Le 27 février, les procureurs soviétiques ont convoqué en tant que témoin Severina Shmaglevskaja, citoyenne polonaise. Elle était prisonnière au camp de concentration d’Auschwitz-Birkenau d’où elle s’est enfuie en janvier 1945.

«Quelques minutes après la naissance, on enlevait le bébé à sa mère qui ne le revoyait plus. Au bout de quelques jours, elle retournait à son travail. En 1942, il n’y avait pas encore de bloc spécial pour les enfants. Au début de 1943, lorsque l’on a commencé à tatouer les internés, les bébés nés dans le camp de concentration ont également été tatoués: le numéro était inscrit sur la jambe […] car l’enfant était trop petit et le matricule, qui comportait cinq chiffres, n’aurait pas tenu sur son bras. […]

Le Tribunal sait certainement qu’avant d’être emmenés au four crématoire, les nouveaux venus étaient triés. […] Au cours de cette sélection, un petit nombre de femmes juives, jeunes et bien portantes, étaient envoyées au camp, mais celles qui avaient des enfants dans les bras ou qui poussaient des landaus, et celles qui avaient des enfants un peu plus âgés étaient envoyées directement avec leurs enfants au four crématoire. On séparait les enfants de leurs parents devant l’entrée du four et on les conduisait séparément à la chambre à gaz.
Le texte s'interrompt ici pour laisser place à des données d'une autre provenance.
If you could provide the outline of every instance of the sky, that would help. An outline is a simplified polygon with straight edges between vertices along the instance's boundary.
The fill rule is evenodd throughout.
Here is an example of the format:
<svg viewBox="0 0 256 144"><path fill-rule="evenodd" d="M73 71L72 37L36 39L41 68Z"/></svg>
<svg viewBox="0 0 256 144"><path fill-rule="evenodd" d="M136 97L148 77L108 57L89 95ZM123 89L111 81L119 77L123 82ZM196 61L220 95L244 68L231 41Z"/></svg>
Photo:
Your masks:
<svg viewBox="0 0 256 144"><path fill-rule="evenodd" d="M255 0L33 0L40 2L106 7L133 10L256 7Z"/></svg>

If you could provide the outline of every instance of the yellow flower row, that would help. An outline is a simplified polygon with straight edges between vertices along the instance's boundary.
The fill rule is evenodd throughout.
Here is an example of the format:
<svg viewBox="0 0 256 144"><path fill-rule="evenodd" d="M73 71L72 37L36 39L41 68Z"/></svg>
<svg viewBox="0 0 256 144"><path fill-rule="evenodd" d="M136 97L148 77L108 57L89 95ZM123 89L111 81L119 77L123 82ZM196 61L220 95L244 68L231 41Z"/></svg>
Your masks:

À l’époque où l’extermination des Juifs dans les chambres à gaz était à son paroxysme, on a donné l’ordre de jeter directement les enfants dans le four crématoire ou bien dans les tranchées avoisinantes sans être asphyxiés au préalable. […] On les jetait vivants dans les tranchées et l’on entendait leurs cris dans tout le camp. Il est difficile de préciser le nombre de ces enfants qui sont morts de cette façon. […] Je ne sais pas si les Allemands voulaient économiser du gaz ou s’il n’y avait plus de place dans les chambres à gaz. […]

Nous, les internés, si nous voulions nous rendre compte du nombre d’enfants qui périssaient dans les chambres à gaz, nous ne pouvions nous baser que sur le nombre de landaus qui arrivaient au magasin. On nous en amenait des centaines, parfois des milliers. […]

Au moment du soulèvement de Varsovie, des enfants de cette ville sont arrivés au camp. Le plus jeune avait six ans. Ils ont été installés dans un baraquement séparé. Quand on a commencé à transporter systématiquement en Allemagne des internés de Birkenau, ces enfants ont été affectés à des travaux pénibles. À cette époque, des enfants juifs hongrois sont arrivés et se sont joints à ceux de Varsovie pour travailler avec eux sur deux chantiers comme des adultes. Avec deux charrettes qu’ils devaient tirer eux-mêmes, ils transportaient d’un camp à l’autre du charbon, des briquettes, des machines en fer, du bois à parquet et autres objets lourds. Ils ont travaillé aussi au démontage des baraquements au moment de la dissolution du camp. Ils sont restés à Birkenau jusqu’à la fin. En janvier 1945, ils ont été évacués et obligés de se diriger à pied vers l’intérieur de l’Allemagne dans des conditions aussi pénibles que les adultes: sans nourriture, ils ont dû faire 30 kilomètres par jour sous la conduite des SS. […]

Je voudrais dire quelques mots sur les méthodes de démoralisation employées dans les camps: tout ce qu’enduraient les internés était le résultat d’un plan systématique d’humiliation de l’Homme. Les internés arrivaient au camp dans des wagons à bestiaux. Dès le départ, ces wagons étaient hermétiquement fermés et dans chacun, un grand nombre de personnes étaient parquées. Les gardes SS ne se souciaient pas du tout de leurs besoins naturels.»